Somerset thought it a forcible illustration of her natural
reticence that she should have abandoned the design without
telling him the reason; but he was glad she had not done it
from mere caprice.

She turned to him and said quietly, 'I wish YOU would answer
that letter.'

'It would be ill-advised,' said Somerset. 'Still, if, after
consideration, you wish it much, I will. Meanwhile let me
impress upon you again the expediency of calling in Mr.
Havill--to whom, as your father's architect, expecting this
commission, something perhaps is owed--and getting him to
furnish an alternative plan to mine, and submitting the choice
of designs to some members of the Royal Institute of British
Architects. This letter makes it still more advisable than
before.'

'Very well,' said Paula reluctantly.

'Let him have all the particulars you have been good enough to
explain to me--so that we start fair in the competition.'

She looked negligently on the grass. 'I will tell the
building steward to write them out for him,' she said.

The party separated and entered the church by different doors.
Somerset went to a nook of the building that he had often
intended to visit.

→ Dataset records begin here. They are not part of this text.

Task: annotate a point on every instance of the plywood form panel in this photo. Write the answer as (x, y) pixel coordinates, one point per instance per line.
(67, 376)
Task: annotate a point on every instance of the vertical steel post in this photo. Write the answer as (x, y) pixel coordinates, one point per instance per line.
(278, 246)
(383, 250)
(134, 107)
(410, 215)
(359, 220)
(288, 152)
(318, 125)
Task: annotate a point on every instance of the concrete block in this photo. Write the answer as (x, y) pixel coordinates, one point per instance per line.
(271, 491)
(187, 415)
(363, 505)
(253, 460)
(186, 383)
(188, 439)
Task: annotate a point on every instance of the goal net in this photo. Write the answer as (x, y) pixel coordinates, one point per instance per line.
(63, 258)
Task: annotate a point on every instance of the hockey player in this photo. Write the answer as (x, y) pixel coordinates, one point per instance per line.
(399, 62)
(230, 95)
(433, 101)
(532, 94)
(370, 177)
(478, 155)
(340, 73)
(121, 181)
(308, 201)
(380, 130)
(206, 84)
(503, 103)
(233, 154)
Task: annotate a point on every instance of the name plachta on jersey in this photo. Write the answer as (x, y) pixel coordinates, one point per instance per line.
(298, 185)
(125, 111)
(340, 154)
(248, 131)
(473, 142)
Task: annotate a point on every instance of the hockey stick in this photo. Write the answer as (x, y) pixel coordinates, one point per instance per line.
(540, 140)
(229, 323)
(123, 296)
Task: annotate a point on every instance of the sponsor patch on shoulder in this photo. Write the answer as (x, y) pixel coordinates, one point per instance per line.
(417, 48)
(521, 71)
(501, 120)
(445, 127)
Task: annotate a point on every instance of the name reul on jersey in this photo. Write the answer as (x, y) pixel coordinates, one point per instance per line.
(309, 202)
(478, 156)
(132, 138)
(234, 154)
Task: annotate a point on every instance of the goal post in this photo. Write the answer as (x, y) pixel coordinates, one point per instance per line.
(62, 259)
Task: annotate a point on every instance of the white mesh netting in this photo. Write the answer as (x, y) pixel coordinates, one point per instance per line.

It was called the Stancy aisle; and in it
stood the tombs of that family. Somerset examined them: they
were unusually rich and numerous, beginning with cross-legged
knights in hauberks of chain-mail, their ladies beside them in
wimple and cover-chief, all more or less coated with the green
mould and dirt of ages: and continuing with others of later
date, in fine alabaster, gilded and coloured, some of them
wearing round their necks the Yorkist collar of suns and
roses, the livery of Edward the Fourth. In scrutinizing the
tallest canopy over these he beheld Paula behind it, as if in
contemplation of the same objects.

'You came to the church to sketch these monuments, I suppose,
Mr. Somerset?' she asked, as soon as she saw him.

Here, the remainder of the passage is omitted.